The USPS said the pandemic will increase its net operating loss by more than $22 billion over the next 18 months and by over $54 billion over the coming years.

Rep. Gerry Connolly (D-Va.), who is on the oversight committee, painted a dire picture of the agency’s operations in a Thursday afternoon tweet.

“The Postal Service will collapse without urgent intervention, and it will happen soon,” Connolly wrote, describing his talks with Brennan.

By Friday, a hashtag, #SaveThePostOffice, was trending nationally on Twitter.

“We may not fully realize it yet, but there’s not a single person who won’t feel the impact if it disappears,” Connolly wrote in another tweet.

Efforts to pass a fourth coronavirus relief bill were stalled in the Senate this week, as Democrats and Republicans argued over how much aid to include.

The previous, $2 trillion package included support for specific industries hit hard by the crisis ― namely, the aviation and cruise industries that have screeched to a halt as Americans follow stay-at-home orders in all but a few states.

Its passage led mail industry leaders to ask: If the airlines got so much support, why not them?

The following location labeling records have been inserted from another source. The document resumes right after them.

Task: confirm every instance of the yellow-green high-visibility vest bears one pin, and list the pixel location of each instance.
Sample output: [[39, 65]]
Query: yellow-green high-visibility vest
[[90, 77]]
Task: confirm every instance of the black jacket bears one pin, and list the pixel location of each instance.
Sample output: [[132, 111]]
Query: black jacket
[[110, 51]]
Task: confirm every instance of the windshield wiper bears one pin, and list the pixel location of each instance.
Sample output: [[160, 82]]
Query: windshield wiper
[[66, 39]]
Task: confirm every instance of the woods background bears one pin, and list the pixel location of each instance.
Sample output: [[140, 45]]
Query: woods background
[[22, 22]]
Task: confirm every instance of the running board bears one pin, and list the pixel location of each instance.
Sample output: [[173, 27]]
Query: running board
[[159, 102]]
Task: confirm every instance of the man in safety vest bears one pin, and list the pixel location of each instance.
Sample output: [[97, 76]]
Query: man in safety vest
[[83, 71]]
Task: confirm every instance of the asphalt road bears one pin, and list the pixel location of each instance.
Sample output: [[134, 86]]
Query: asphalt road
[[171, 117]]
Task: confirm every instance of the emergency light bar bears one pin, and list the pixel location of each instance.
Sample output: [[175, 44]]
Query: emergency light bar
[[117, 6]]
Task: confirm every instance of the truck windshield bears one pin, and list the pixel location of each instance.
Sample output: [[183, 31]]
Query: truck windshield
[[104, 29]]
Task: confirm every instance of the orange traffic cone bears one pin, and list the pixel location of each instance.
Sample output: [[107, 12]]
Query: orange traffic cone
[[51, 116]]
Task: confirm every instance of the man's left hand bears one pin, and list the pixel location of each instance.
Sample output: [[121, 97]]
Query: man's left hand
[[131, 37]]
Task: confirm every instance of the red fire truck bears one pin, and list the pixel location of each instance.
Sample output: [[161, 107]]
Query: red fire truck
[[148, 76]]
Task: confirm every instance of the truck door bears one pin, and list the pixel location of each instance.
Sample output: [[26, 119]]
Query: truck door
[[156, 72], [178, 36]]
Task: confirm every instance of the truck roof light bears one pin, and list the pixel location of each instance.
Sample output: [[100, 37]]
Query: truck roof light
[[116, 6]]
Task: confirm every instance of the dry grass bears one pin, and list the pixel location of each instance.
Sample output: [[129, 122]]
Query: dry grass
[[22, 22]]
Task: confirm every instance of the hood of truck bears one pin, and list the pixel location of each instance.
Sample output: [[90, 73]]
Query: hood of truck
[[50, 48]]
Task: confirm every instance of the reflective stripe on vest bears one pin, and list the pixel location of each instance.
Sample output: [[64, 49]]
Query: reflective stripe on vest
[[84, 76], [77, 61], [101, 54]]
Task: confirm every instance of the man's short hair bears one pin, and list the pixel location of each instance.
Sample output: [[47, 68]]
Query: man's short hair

“The USPS and the mailing industry it supports ($1.6 trillion in sales and 7.3 million private sector workers) is every bit as important as the aviation industry,” National Association of Letter Carriers President Frederic Rolando said in a late March statement.

The agency’s problems, though, predate the coronavirus crisis as a result of a widespread shift to digital messaging and a federal mandate that the USPS pre-fund its retirement benefits.

This article has been updated with a statement from the Postal Service.